Ensino domiciliar em questão no Brasil
Enviada em 15/09/2020
Historicamente, tem-se conhecimento da importância dos jesuítas para a história do Brasil, dentre várias ações benéficas realizadas por esse grupo, evidencia-se a criação das primeiras escolas na então colônia portuguesa. Na contemporaneidade, sabe-se que a estrutura escolar brasileira passou por diversos avanços e modificações, se adaptando as novas modernidades e exigências. Desse modo, surgiram outras alternativas de ensino, como a educação lecionada no domicílio do aluno, que apesar de sua popularização no século XXI ainda enfrenta desafios, tal prática vai de acordo com a Constituição Federal de 1988, que garante a educação como direito de todos e dever do Estado e da família. Nesse contexto, pode-se pontuar sobre os causadores dessa problemática, que diz respeito à falta de uma legislação que oficialize a legalidade do homeschooling e à banalização desse método. A priori, convém ressaltar que, segundo a Associação Nacional de Educação Domiciliar, esse novo modelo escolar teve um crescimento de 2000%, entre 2011 e 2018. Sobre isso, estima-se que 7,5 mil famílias com 15 mil estudantes praticam, atualmente, o ensino domiciliar no país. Com isso, destaca-se que presentemente, não há uma legislação específica para a educação em casa no Brasil. Por isso, o Supremo Tribunal Federal discutiu, em 2018, a possibilidade do modelo ser considerado como algo lícito, mas nada foi resolvido. Dessa maneira, nota-se que o Estado não cumpre com o dever de garantir o bem-estar e a educação a todos. A posteriori, outro entrave é a mentalidade retrógrada, por parte da sociedade, que age como se a falta de apoio ao homeschooling não fosse uma adversidade, e banalizam esse problema. Por certo, tal atitude se relaciona com o conceito de banalização do mal, trazido pela socióloga Hannah Arendt, pois, segundo ela, quando uma ação maléfica se torna constante, as pessoas a enxergam com normalidade. Dessa forma, segundo pesquisas e dados do IBGE, a mediocrização da situação é tão alta que apenas 0,04% dos estudantes de ensino médio e fundamental são adeptos do ensino domiciliar, devido à dificuldade e ao excesso de normas necessárias para aderir a essa alternativa de formação escolar.

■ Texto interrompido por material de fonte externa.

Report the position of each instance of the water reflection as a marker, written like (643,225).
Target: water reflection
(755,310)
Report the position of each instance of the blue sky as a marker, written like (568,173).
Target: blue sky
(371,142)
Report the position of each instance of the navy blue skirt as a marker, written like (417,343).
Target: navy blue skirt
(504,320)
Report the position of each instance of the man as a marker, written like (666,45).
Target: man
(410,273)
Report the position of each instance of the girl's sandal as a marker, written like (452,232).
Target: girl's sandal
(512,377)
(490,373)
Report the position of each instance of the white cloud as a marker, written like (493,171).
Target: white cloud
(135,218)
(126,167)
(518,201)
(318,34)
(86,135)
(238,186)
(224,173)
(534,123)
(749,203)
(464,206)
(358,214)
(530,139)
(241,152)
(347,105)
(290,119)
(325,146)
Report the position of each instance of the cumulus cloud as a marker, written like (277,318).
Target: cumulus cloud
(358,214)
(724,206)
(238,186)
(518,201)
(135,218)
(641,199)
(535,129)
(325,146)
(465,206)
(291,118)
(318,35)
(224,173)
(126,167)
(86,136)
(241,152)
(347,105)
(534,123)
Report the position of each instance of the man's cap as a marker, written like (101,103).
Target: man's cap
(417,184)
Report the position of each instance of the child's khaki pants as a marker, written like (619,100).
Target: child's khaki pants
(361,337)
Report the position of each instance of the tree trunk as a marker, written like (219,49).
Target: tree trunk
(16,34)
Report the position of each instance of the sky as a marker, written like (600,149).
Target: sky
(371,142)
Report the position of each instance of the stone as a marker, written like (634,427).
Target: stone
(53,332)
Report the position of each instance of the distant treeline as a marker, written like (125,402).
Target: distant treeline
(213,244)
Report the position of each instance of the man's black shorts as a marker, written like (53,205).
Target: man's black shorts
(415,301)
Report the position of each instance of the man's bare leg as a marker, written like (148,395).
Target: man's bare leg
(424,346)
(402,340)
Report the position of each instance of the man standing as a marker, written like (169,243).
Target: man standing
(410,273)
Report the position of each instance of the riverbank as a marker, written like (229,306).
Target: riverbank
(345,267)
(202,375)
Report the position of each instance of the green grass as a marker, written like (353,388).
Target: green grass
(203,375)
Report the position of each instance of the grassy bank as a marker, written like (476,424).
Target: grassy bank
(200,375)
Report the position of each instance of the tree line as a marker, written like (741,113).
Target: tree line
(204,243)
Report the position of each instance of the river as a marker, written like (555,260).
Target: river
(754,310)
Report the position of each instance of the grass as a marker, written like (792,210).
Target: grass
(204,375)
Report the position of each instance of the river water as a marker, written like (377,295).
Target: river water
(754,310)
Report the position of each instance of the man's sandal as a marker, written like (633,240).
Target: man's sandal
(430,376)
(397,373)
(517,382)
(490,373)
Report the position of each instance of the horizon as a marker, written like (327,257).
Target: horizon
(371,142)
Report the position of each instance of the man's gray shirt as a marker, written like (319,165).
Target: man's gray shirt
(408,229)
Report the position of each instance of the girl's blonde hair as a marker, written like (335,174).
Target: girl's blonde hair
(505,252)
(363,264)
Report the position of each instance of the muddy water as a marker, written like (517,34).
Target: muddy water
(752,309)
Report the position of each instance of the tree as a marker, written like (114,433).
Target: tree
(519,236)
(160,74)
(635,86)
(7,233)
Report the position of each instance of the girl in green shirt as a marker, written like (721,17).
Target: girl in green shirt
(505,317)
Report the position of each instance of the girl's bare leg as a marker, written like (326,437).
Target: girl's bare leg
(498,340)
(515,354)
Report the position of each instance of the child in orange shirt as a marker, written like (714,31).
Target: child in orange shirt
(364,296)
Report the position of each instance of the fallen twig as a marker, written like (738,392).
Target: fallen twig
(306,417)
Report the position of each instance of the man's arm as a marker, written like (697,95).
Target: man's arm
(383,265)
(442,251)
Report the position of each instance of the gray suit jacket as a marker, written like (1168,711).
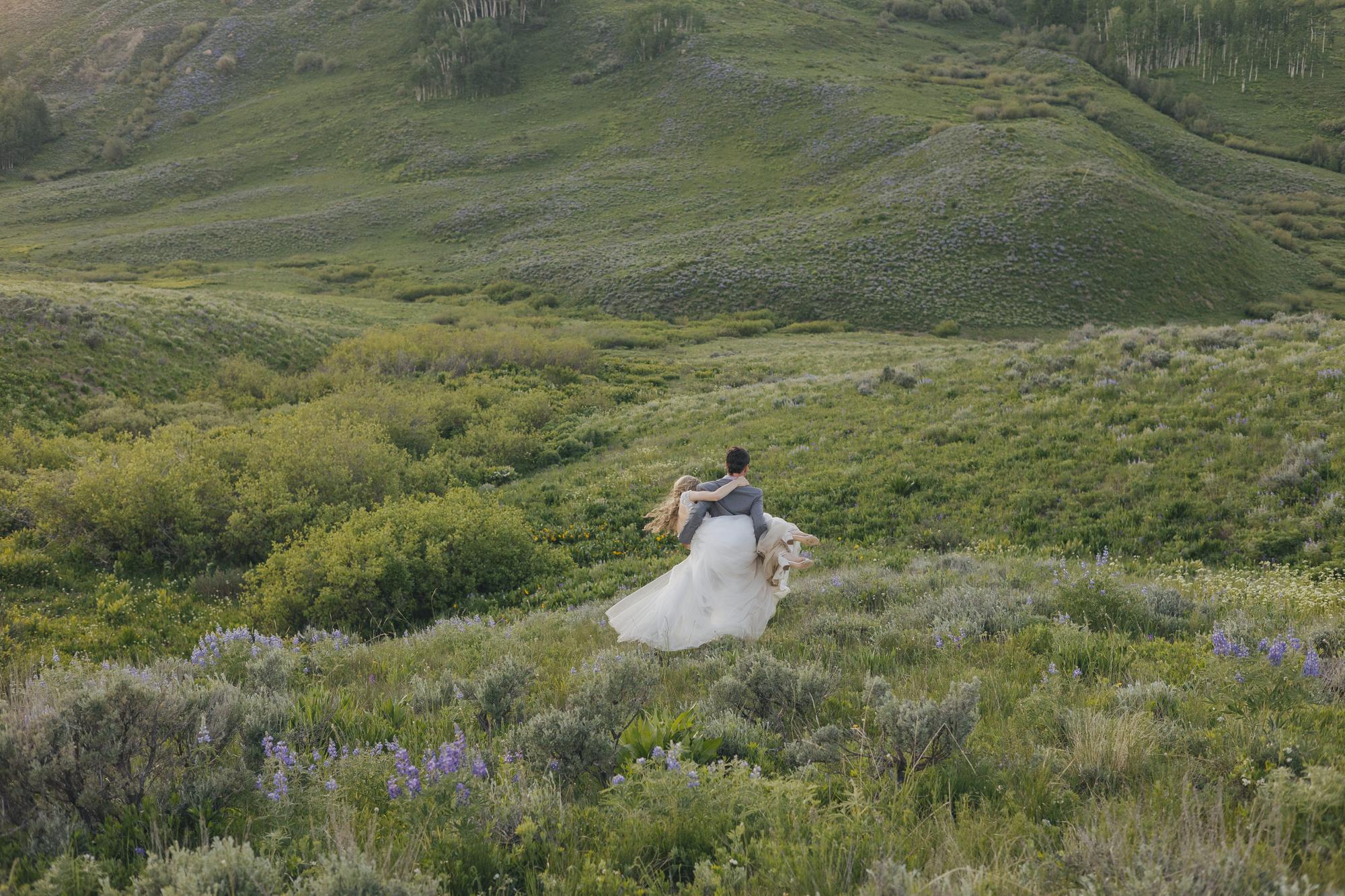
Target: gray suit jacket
(740,502)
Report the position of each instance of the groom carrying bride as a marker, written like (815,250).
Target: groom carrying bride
(738,569)
(777,541)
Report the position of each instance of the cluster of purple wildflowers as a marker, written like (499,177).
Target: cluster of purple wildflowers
(461,623)
(956,639)
(212,645)
(1274,649)
(1096,575)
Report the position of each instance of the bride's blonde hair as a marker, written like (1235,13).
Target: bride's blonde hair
(664,518)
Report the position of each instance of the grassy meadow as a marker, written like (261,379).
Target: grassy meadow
(337,377)
(1078,620)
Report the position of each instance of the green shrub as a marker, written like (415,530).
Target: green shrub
(297,469)
(309,61)
(25,123)
(22,565)
(414,294)
(909,9)
(354,873)
(400,564)
(75,876)
(115,151)
(80,744)
(773,692)
(654,30)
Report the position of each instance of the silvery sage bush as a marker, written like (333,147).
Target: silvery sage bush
(583,736)
(917,733)
(80,743)
(224,866)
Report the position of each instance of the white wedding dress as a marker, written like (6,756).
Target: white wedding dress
(719,589)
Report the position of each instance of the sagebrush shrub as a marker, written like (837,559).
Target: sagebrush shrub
(224,866)
(773,692)
(354,873)
(80,744)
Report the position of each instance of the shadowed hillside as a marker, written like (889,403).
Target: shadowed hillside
(801,159)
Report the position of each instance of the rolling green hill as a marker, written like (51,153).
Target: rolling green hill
(816,161)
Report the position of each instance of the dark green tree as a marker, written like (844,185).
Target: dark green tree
(25,124)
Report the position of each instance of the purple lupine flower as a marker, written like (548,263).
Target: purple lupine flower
(1277,653)
(279,786)
(1223,646)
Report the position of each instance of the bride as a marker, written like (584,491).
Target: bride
(722,588)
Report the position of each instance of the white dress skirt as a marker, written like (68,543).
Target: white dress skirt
(719,589)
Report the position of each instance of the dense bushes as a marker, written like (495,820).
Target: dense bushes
(400,564)
(653,30)
(182,499)
(458,352)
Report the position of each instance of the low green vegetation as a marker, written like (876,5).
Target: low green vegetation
(983,720)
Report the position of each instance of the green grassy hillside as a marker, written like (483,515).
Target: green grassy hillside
(798,159)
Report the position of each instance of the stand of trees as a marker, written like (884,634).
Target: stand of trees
(1221,38)
(466,48)
(25,124)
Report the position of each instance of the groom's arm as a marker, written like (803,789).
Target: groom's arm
(693,521)
(758,518)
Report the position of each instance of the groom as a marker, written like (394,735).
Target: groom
(740,502)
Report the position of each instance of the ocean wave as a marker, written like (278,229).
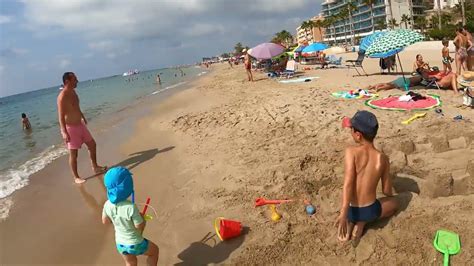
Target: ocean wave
(14,179)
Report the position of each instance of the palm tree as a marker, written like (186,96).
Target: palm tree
(439,13)
(371,3)
(392,23)
(405,19)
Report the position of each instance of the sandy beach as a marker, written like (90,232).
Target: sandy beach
(210,150)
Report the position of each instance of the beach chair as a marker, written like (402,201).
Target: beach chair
(333,60)
(357,63)
(290,69)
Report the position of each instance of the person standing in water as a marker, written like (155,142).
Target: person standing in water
(73,123)
(25,122)
(248,64)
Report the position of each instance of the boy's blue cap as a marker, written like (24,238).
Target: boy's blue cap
(119,183)
(364,122)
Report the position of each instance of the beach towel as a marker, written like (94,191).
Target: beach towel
(393,103)
(302,79)
(354,94)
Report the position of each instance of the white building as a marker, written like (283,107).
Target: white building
(445,3)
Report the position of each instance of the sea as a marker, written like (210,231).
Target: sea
(23,153)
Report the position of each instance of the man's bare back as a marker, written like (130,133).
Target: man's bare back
(69,101)
(370,166)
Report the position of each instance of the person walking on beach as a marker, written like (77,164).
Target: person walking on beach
(73,123)
(470,52)
(25,122)
(365,166)
(128,222)
(248,64)
(462,44)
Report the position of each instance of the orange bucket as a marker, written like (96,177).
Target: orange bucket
(227,229)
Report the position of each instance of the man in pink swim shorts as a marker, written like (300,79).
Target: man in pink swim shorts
(73,126)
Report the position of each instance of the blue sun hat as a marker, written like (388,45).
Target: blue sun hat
(119,183)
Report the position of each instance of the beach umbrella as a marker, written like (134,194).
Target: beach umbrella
(334,50)
(369,39)
(314,47)
(266,50)
(392,43)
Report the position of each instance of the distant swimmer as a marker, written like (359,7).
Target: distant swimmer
(73,127)
(25,122)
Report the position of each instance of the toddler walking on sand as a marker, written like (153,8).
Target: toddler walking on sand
(127,220)
(364,167)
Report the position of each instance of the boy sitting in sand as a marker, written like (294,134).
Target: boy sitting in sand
(364,167)
(126,218)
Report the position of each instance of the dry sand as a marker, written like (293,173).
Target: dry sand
(209,151)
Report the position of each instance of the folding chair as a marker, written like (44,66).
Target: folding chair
(357,63)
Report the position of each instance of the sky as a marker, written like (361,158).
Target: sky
(42,39)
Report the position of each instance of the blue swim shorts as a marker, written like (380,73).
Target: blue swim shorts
(365,214)
(136,250)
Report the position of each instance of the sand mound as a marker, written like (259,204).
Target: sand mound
(276,141)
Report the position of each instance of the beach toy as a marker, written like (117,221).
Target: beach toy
(447,243)
(413,118)
(145,208)
(275,215)
(262,201)
(310,209)
(227,229)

Portanto, conclui-se que a educação lecionado em domicílio é desprezado e banalizado no Brasil. Nessa perspectiva, é função do Ministério da Educação, em junção ao Governo Federal, como instância máxima de administração executiva, promover uma legislação, por meio de leis, para legalizar formalmente o ensino a distância. Em adição, a Mídia deve divulgar propagandas, que informem as consequências da mediocrização do homeschooling, mediante a comerciais na rede aberta de televisão, com a finalidade de reduzir essa prática.